To Check or Not to Check
Companies should check Box 1 if “the financial statements … included in the filing reflect the correction of an error to previously issued financial statements.” Whether to check Box 1 requires a two-part analysis: (i) does the filing reflect the correction of an error, as defined in US accounting rules, specifically Accounting Standards Codification (ASC) Topic 250, Accounting Changes and Error Corrections; and (ii) were “previously issued” financial statements corrected If the answer to question (i) is “no,” then the analysis stops.
Assuming Box 1 is checked, companies then analyze whether the error correction also requires checking Box 2. Box 2 should be checked if the error correction involves a type of restatement that requires a company to determine whether it must recover incentive-based compensation.
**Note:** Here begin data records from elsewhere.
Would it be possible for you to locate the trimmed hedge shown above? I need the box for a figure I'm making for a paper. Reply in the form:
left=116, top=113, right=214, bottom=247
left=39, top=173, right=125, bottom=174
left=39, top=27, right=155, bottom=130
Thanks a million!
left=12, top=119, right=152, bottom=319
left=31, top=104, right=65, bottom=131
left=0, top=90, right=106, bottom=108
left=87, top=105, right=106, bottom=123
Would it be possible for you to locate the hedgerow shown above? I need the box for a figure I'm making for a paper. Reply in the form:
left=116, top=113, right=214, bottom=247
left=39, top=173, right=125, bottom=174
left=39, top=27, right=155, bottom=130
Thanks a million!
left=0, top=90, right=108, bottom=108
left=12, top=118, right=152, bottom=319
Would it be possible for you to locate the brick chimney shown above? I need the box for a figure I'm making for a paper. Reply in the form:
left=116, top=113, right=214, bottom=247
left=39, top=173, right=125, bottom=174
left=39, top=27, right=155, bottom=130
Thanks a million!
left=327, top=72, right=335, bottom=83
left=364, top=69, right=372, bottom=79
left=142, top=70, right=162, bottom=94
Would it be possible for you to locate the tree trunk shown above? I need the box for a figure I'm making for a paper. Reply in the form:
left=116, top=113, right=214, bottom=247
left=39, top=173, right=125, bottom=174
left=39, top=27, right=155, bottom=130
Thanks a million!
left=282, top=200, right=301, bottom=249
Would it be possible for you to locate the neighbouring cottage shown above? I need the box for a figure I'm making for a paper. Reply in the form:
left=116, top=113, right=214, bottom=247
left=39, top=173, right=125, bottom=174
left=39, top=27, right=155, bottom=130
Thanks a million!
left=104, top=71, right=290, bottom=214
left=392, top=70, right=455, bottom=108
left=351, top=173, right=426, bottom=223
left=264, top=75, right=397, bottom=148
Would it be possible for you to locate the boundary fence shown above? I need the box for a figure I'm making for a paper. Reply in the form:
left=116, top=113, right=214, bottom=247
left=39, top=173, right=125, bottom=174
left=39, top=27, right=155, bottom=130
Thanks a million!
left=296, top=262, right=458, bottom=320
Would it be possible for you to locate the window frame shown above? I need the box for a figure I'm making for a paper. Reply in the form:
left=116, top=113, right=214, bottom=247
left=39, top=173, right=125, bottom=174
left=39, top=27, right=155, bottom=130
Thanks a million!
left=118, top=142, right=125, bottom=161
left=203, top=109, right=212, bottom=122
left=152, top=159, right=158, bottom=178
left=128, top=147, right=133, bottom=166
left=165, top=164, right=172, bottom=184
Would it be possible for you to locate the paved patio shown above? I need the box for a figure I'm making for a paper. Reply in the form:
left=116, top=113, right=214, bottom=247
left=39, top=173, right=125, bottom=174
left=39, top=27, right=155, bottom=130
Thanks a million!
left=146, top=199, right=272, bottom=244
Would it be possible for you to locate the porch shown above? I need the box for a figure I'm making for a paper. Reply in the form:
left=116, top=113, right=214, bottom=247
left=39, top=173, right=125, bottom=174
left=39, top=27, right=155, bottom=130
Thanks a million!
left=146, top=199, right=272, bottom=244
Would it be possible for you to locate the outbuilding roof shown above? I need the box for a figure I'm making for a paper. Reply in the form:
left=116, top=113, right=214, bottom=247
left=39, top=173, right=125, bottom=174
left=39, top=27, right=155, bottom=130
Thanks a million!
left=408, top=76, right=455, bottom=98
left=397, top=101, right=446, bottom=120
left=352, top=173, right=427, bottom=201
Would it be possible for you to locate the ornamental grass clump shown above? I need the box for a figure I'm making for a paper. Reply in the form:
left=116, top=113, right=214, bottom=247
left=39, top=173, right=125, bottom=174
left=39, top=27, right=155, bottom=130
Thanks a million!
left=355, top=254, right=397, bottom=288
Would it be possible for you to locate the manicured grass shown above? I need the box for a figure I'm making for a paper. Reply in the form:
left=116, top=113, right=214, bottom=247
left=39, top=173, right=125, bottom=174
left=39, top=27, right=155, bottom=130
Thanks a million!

Under the applicable Nasdaq and NYSE listing standards, a clawback analysis is triggered for “an accounting restatement due to the material noncompliance of the issuer with any financial reporting requirement under the securities laws, including any required accounting restatement to correct an error in previously issued financial statements that is material to the previously issued financial statements, or that would result in a material misstatement if the error were corrected in the current period or left uncorrected in the current period.” (emphasis added)
The below table explains and summarizes the checkbox requirements in the context of distinct types of financial restatements and revisions.
Change to Financial Statements
Check Box #1
Check Box #2
“Big R” restatements – restatements that correct material errors to previously issued financial statements
“little r” revisions or restatements – restatements that correct immaterial errors to previously issued financial statements, but would result in a material misstatement if (a) the errors were left uncorrected in the current report or (b) the error correction was recognized in the current period
Voluntary restatements – restatements that correct immaterial errors to previously issued financial statements and would not be material if (a) the errors were left uncorrected in the current report or (b) the error correction was recognized in the current period
Out-of-period adjustments – an adjustment recorded in the current period financial statements to correct an error when the error is immaterial to the previously issued financial statements, and the correction of the error is also immaterial to the current period
Retrospective changes that do not constitute error corrections:
- Retrospective application of a change in accounting principle (e.g., disaggregation of income statements (DISE) under US Generally Accepted Accounting Principles (GAAP))
- Retrospective revision to reportable segment information due to a change in the structure of an issuer’s internal organization
- Retrospective reclassification due to a discontinued operation
- Retrospective application of a change in reporting entity, such as from a reorganization of entities under common control
- Retrospective adjustment to provisional amounts in connection with a prior business combination (IFRS filers only)
- Retrospective revision for stock splits, reverse stock splits, stock dividends or other changes in capital structure
Other Reporting Considerations
Companies should also keep in mind the other clawback-related disclosures that follow if Box 2 is checked. Specifically, the SEC’s amendments to S-K Item 402 added new Item 402(w), which mandates certain disclosures about a company’s clawback-related actions when the company was required to prepare an accounting restatement that triggered an obligation to recover erroneously awarded compensation under its clawback policy. Where a company recovers compensation amounts under its clawback policy, certain adjustments may also be required to the company’s Summary Compensation Table.